People approach any task with one of two mindsets: what I call the "Be-Good" mindset, where your focus is on proving that you have a lot of ability and already know what you're doing, and the "Get-Better" mindset, where your focus is on developing ability. You can think of it as the difference between wanting to prove that you are smart, and wanting to get smarter.
The problem with the Be-Good mindset is that it tends to cause problems when we are faced with something unfamiliar or difficult. We start worrying about making mistakes, because mistakes mean that we lack ability, and this creates a lot of anxiety and frustration.
Anxiety and frustration, in turn, undermine performance by compromising our working memory, disrupting the many cognitive processes we rely on for creative and analytical thinking.
Also, when we focus too much on doing things perfectly (i.e., being good), we don't engage in the kind of exploratory thinking and behavior that creates new knowledge and innovation.
The "Be-Good" and "Get-Better" mindsets are identical to Carol Dweck's Fixed and Growth mindsets.
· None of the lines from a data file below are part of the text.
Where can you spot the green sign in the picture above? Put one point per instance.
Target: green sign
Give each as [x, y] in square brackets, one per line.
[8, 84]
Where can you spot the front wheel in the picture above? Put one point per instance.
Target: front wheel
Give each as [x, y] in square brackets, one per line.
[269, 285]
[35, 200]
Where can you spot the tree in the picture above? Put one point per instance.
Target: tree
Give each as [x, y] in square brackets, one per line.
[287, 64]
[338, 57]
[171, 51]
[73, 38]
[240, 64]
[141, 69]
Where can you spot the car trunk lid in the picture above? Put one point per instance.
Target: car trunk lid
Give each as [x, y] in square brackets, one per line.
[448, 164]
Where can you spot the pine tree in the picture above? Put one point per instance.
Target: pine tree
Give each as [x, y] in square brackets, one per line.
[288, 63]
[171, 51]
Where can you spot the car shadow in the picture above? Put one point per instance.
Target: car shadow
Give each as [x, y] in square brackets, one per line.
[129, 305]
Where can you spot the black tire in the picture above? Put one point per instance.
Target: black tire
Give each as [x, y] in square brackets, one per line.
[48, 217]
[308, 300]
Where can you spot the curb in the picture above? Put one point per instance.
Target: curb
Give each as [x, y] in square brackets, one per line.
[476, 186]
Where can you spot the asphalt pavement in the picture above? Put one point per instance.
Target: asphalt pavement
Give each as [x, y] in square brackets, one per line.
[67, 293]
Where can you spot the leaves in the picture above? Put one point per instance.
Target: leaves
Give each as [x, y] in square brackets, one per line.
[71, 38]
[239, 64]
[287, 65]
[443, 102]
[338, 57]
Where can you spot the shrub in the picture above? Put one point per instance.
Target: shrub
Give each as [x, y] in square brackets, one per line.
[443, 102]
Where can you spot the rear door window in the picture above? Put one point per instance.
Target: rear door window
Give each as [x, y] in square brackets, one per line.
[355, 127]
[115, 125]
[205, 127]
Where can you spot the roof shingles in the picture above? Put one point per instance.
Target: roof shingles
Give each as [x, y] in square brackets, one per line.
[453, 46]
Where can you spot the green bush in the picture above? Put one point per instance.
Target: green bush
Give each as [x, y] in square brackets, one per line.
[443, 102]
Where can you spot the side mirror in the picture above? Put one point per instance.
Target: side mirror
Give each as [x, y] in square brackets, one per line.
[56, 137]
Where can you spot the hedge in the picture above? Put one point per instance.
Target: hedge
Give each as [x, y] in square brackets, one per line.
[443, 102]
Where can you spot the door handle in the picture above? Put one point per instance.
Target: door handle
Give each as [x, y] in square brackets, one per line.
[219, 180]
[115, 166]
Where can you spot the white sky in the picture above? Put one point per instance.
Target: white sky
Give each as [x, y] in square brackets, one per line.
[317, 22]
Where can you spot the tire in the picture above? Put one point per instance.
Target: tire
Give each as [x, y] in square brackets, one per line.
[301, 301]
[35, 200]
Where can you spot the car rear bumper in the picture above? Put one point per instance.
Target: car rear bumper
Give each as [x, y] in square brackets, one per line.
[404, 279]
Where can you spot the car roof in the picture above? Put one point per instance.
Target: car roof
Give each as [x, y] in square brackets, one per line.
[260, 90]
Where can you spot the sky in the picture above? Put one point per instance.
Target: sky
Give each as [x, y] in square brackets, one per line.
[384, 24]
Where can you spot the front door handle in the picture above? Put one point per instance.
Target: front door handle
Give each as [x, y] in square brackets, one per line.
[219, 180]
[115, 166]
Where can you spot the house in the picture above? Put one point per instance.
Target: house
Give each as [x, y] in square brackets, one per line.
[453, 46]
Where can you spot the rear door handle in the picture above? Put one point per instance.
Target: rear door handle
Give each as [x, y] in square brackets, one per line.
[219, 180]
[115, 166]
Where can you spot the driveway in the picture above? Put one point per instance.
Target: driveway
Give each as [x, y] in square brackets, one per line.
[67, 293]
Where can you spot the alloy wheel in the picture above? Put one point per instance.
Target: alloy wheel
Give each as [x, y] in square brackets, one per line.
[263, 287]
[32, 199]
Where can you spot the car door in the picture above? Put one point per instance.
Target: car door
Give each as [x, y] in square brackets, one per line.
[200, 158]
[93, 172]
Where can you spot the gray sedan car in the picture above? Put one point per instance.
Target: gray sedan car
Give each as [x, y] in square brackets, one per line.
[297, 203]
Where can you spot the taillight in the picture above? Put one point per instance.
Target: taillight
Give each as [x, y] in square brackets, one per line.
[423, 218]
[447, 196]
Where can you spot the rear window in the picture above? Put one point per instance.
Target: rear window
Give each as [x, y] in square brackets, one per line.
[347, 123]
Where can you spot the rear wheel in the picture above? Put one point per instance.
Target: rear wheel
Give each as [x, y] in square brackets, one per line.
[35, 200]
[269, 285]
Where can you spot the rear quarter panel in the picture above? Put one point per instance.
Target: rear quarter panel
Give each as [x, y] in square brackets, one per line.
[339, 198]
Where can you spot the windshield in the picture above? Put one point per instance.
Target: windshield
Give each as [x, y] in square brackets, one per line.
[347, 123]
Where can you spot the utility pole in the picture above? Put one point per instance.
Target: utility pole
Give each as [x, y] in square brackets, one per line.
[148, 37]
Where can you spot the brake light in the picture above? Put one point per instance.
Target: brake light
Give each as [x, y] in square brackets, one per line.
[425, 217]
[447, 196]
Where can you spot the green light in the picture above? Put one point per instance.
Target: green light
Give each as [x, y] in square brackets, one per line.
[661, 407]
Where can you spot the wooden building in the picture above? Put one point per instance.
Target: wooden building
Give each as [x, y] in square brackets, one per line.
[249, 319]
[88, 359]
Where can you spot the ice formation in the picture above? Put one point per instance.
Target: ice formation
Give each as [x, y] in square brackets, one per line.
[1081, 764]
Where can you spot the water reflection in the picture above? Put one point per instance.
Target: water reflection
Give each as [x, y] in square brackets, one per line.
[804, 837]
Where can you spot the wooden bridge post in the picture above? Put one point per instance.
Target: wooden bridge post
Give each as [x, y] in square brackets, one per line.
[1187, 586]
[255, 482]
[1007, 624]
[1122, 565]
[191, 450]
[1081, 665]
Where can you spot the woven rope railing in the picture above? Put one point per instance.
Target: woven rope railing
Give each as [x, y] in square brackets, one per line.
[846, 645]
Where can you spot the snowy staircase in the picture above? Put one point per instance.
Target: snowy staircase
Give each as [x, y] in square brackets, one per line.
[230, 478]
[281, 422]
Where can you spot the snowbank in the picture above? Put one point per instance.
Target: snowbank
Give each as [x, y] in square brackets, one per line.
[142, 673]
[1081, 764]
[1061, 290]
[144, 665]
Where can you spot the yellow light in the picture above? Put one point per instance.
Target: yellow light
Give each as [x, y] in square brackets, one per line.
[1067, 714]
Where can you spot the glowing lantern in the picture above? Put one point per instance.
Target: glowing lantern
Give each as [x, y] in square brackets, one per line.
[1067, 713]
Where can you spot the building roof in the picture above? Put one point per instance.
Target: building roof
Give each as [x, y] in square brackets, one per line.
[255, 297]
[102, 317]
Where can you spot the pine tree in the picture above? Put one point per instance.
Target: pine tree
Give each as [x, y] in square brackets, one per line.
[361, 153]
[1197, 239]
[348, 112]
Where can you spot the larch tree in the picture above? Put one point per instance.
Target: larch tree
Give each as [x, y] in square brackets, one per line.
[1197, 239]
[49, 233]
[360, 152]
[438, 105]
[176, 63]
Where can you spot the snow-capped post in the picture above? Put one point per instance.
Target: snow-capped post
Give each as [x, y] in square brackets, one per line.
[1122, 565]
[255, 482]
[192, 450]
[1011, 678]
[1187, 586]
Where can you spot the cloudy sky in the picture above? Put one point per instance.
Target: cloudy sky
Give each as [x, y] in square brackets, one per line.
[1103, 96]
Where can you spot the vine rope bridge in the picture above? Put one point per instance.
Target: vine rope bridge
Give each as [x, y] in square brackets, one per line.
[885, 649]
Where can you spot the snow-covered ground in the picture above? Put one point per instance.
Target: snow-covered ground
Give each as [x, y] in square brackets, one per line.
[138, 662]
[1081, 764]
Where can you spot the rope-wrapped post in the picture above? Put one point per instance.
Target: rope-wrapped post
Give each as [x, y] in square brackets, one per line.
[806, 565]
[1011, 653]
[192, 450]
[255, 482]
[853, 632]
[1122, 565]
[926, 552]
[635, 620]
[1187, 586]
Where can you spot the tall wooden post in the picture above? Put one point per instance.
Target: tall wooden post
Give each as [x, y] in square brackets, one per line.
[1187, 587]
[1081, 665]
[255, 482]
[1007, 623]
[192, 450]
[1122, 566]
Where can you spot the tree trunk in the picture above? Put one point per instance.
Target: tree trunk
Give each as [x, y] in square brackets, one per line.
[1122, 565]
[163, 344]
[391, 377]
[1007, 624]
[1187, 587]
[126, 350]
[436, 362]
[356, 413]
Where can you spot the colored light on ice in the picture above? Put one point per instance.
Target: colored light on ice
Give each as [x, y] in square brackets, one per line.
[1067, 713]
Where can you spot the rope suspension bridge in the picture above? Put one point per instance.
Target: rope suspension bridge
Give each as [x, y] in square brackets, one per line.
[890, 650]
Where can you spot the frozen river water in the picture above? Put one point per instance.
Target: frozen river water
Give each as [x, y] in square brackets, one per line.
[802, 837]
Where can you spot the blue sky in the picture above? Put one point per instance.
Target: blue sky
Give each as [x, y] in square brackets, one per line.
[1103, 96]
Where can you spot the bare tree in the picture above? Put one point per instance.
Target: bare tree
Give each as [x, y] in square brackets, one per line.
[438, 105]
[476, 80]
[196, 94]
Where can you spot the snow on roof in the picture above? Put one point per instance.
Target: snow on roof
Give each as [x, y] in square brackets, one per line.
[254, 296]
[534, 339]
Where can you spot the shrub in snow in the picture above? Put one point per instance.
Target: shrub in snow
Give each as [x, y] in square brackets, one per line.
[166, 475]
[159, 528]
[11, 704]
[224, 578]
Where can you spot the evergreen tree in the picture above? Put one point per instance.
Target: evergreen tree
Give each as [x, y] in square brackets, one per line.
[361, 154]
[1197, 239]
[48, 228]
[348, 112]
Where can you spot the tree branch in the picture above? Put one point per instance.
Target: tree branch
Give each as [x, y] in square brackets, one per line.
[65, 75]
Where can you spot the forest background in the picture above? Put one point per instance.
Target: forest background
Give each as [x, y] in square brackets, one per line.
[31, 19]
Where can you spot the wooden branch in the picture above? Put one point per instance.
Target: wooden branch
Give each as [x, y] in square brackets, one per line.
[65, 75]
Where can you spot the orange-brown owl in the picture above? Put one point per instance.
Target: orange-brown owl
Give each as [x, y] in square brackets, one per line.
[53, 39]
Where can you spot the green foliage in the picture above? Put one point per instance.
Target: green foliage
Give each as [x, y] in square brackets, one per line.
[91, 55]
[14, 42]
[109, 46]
The "Get Better" mindset is much more useful when approaching new tasks. One thing I, as a recovering "Be-Gooder," have started to come to grips with is this: I notice my mistakes and feel them more acutely than anyone else.
So if you're trying new things, forgive yourself when you make mistakes. Colleagues will forget them, especially if you put the learnings to use immediately. Soon, they will only see your expertise. The missteps that built that expertise will fade away.
Disclosure: 99u.com occasionally publishes things I write.